South Korean Chae Lee's art investigates perceptual phenomena while depicting vibrant, illusionistic spaces through abstraction. Transient motifs, psychological afterimages, optical effects and other sensations often associated with blackout phenomena or altered states of mind are the impetus behind Lee's paintings. It is almost as if Lee's painting can 'survive' this type of occurrence and wants to convey this experience to those who look at what is on the canvas.

Consequently, the term 'perceptual abstraction' which was coined by curator William Seitz on the occasion of The Responsive Eye, a 1965 Op Art show at MoMA in New York, is perfect to define Lee's predominant style. There is little doubt that his work bears similarities to the kind of vibrant, multi-focal optical effect that was approached by Larry Bell, Bridget Riley, Victor Vasarely and Richard Anuszkiewicz. Lee's works are therefore a very clear example of the 'remodernist' wave that characterises contemporary artistic production today. In Lee's version, the interest in Op Art's sharp angles and flat colours are enhanced by illusionistic artifices created through soft chromatic gradations developed in pasty, shiny consistencies. 

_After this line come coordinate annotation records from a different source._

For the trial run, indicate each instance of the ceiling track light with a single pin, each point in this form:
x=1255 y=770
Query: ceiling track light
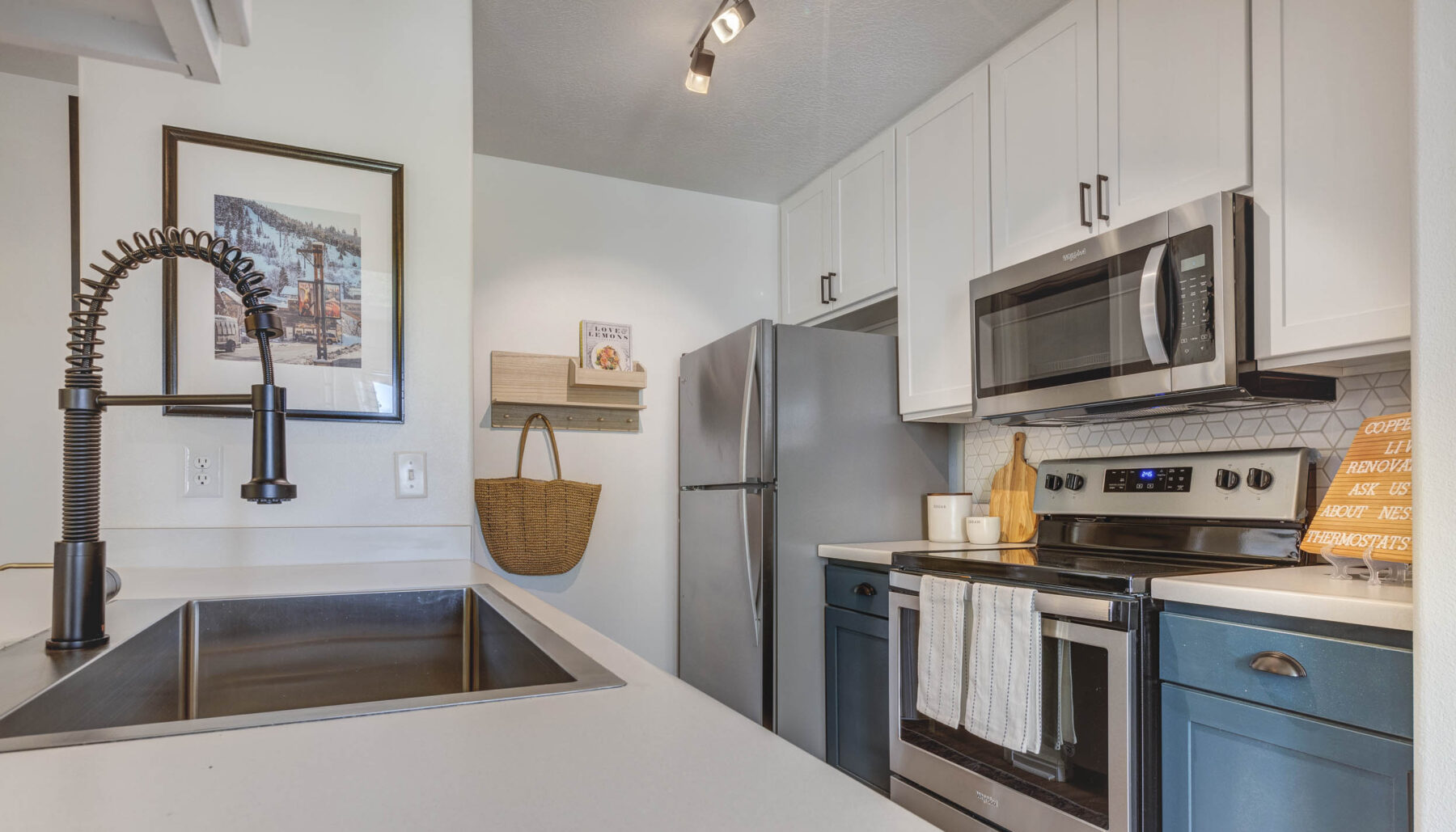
x=699 y=69
x=730 y=19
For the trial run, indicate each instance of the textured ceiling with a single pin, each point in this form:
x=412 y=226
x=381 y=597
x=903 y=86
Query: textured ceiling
x=597 y=85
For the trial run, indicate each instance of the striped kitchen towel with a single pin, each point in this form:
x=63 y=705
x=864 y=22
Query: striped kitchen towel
x=941 y=658
x=1004 y=704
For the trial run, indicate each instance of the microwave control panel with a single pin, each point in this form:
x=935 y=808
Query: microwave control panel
x=1193 y=285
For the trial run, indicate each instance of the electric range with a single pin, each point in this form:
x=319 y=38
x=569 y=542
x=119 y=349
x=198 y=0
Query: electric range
x=1107 y=528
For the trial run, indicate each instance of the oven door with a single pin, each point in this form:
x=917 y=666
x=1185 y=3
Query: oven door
x=1135 y=313
x=1081 y=779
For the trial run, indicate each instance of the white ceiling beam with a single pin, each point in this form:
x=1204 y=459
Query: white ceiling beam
x=87 y=34
x=235 y=21
x=193 y=34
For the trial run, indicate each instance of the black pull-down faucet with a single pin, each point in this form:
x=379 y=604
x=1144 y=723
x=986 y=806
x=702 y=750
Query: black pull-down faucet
x=79 y=591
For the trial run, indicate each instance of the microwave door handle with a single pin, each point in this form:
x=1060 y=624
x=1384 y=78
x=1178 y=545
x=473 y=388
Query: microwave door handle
x=1148 y=306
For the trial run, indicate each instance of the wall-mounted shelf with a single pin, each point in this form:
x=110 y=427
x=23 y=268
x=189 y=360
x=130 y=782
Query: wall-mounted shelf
x=571 y=396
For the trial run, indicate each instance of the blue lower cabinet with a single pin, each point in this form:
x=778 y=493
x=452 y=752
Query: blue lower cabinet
x=857 y=693
x=1232 y=766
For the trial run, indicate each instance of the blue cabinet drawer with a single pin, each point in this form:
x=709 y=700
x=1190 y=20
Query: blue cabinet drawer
x=1353 y=682
x=858 y=589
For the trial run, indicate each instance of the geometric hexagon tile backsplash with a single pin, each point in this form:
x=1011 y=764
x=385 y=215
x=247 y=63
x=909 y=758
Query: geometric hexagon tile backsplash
x=1327 y=428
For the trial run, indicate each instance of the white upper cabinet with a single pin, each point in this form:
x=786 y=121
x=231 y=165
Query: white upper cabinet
x=1172 y=103
x=862 y=192
x=1332 y=178
x=942 y=218
x=1043 y=123
x=804 y=252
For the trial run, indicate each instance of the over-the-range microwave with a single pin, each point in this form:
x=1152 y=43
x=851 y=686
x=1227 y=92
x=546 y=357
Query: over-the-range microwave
x=1145 y=320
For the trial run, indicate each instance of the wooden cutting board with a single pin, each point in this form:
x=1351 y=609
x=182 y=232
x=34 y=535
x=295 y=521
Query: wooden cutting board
x=1012 y=491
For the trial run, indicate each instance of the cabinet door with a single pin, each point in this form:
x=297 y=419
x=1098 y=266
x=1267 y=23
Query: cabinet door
x=1172 y=103
x=857 y=694
x=942 y=218
x=1332 y=178
x=1234 y=766
x=804 y=252
x=864 y=222
x=1043 y=94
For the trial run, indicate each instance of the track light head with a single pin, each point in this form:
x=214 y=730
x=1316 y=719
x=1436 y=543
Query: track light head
x=699 y=70
x=733 y=21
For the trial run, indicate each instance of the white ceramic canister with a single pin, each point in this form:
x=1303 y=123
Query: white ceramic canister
x=946 y=517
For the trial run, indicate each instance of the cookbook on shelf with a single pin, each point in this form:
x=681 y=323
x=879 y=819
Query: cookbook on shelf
x=606 y=345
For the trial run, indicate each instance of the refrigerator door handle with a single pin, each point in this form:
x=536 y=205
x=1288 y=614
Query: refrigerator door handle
x=747 y=411
x=755 y=581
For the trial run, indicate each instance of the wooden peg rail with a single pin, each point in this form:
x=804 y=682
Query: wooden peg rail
x=571 y=396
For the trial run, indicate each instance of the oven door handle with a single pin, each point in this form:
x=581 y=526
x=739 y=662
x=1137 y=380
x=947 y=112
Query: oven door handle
x=1148 y=306
x=1048 y=602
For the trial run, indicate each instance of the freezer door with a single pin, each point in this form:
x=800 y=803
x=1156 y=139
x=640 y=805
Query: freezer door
x=726 y=646
x=722 y=399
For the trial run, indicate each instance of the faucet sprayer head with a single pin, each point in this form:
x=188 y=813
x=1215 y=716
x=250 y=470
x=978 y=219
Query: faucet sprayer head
x=269 y=484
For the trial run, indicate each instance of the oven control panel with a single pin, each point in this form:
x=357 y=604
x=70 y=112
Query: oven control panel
x=1270 y=484
x=1175 y=479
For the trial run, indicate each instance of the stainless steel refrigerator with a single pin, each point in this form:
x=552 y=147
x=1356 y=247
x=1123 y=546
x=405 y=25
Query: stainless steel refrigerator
x=788 y=437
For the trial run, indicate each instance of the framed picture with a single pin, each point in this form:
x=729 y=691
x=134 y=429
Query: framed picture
x=327 y=231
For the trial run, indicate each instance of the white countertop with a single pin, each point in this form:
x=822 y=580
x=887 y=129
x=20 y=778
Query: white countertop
x=1301 y=591
x=880 y=551
x=654 y=754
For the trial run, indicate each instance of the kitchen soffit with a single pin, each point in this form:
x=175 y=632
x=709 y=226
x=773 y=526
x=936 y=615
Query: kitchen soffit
x=597 y=85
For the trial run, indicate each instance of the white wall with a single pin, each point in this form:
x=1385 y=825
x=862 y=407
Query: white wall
x=553 y=247
x=36 y=282
x=1433 y=309
x=378 y=79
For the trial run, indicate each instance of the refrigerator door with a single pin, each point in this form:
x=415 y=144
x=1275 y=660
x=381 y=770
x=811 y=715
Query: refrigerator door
x=724 y=437
x=726 y=646
x=849 y=469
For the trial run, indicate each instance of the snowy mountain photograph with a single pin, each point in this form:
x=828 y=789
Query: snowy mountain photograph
x=293 y=245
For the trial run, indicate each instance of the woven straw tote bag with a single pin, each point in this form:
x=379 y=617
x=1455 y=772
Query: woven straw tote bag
x=536 y=527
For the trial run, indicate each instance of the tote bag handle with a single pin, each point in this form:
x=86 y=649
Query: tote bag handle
x=526 y=431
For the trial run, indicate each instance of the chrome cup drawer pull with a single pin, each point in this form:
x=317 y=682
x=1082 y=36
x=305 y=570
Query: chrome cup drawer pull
x=1277 y=664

She also makes use of the powerful visual appeal that is created when almost identical paintings are shown together or canvases containing specular images of geometric shapes are brought close together. Lee's canvases mark the passage of time as much as kinetic artworks: her geometric compositions, chromatic transitions and progressions of textures measure our sensations according to how long we observe each work. And they even become kinetic if we consider that these canvases require the spectator to move during the period of observation of the works in order to appreciate the optical effect they propose, and such request includes the human body within the system that allows generating the aesthetic experience.

The scientific matrix in Lee's work is expressed in a formalist way and without affecting the classical parameters of the pictorial tradition. The artist predominantly uses oil painting, and the 'content' of the works spills out of the canvas to occupy various positions in the field of semiotics without reneging on the two-dimensional format to be hung on the wall, which has always been a constitutive element of pictorial convention.